Linz bleibt rot, Wels wird blau. Jetzt stellt sich die Frage: Wie werden sich die Ergebnisse der Bürgermeister-Wahlen auf die Politik in den beiden größten Städten Oberösterreichs auswirken?
"Wir wollen eine Neuaufteilung der Ressorts", so der unterlegene Bürgermeisterkandidat Bernhard Baier von der ÖVP zu "Heute". Eine Änderung der Ressorts will auch die SPÖ, allerdings etwas anders: "Wir hätten gerne das Wirtschaftsressort", sagt Bürgermeister Klaus Luger.
In Wels beginnen jetzt die Gespräche, die Blauen stellen nach der Mehrheit im Gemeinderat nun mit Rabl auch den Bürgermeister. Dieser kündigt in "Heute" an: "Ich rede jetzt mit allen Parteien."
LH Josef Pühringer (ÖVP): Generell zu den Stichwahlen: "Wir haben insgesamt drei Bürgermeister mehr als 2009 – das ist eine beachtliche Leistung, wenngleich einige Verluste schmerzen.“ Zur Linz-Stichwahl: "Die 39 Prozent von Bernhard Baier sind mehr als ein Achtungserfolg." Zu Wels: "Ich nehme Wahlergebnisse zur Kenntnis."
Wolfgang Hattmannsdorfer (OÖVP-Geschäftsführer): "Die OÖVP ist die bestimmende Kraft in der oberösterreichischen Kommunalpolitik – mit insgesamt 331 Bürgermeistern und sieben ,umgedrehten’ Gemeinden. Ich gratuliere den OÖVPKandidaten ganz herzlich."

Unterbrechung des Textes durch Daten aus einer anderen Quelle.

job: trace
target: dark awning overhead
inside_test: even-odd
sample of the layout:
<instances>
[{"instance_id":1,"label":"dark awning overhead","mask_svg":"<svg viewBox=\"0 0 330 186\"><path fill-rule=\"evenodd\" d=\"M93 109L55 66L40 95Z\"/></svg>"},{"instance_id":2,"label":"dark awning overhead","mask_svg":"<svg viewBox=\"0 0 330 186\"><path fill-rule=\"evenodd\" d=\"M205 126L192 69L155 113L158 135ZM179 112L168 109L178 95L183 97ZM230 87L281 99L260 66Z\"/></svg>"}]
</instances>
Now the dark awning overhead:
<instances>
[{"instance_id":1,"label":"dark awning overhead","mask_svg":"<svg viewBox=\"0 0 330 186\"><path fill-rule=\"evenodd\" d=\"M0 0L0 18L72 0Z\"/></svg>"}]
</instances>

Manfred Haimbuchner (FPÖ): "Ich gratuliere Andreas Rabl zu seinem großartigen Erfolg. Damit stellt die FPÖ in Oberösterreich in den kommenden sechs Jahren zwölf Bürgermeister. Damit ist für mich klar, dass die Menschen Veränderungen wollen. Freiheitliche Inhalte müssen erkennbar umgesetzt werden."
Reinhold Entholzer (SPÖ): Zu Wels: "Der Verlust schmerzt natürlich sehr. Leider hat sich diese Angstschürerei durchgesetzt. Jetzt werden wir sehen, ob der FPÖ-Bürgermeister das Image der Stadt Wels, das sie ja selbst sehr beschädigt haben, in den nächsten Jahren wieder aufpolieren kann." Zu Linz: "Klaus Luger hat eine tolle Übernahme des Amtes gemacht. Es war auch zum richtigen Zeitpunkt – um zeigen zu können, dass er Führungsqualitäten hat."
Peter Binder (SPOÖ-Geschäftsführer): "Die Erfolge unserer Bürgermeister haben uns gezeigt, dass wir mehr auf sie hören sollten. Sie wissen, was die Menschen wollen. Das Ergebnis in Linz von Klaus Luger ist natürlich für uns sehr erfreulich und macht Mut."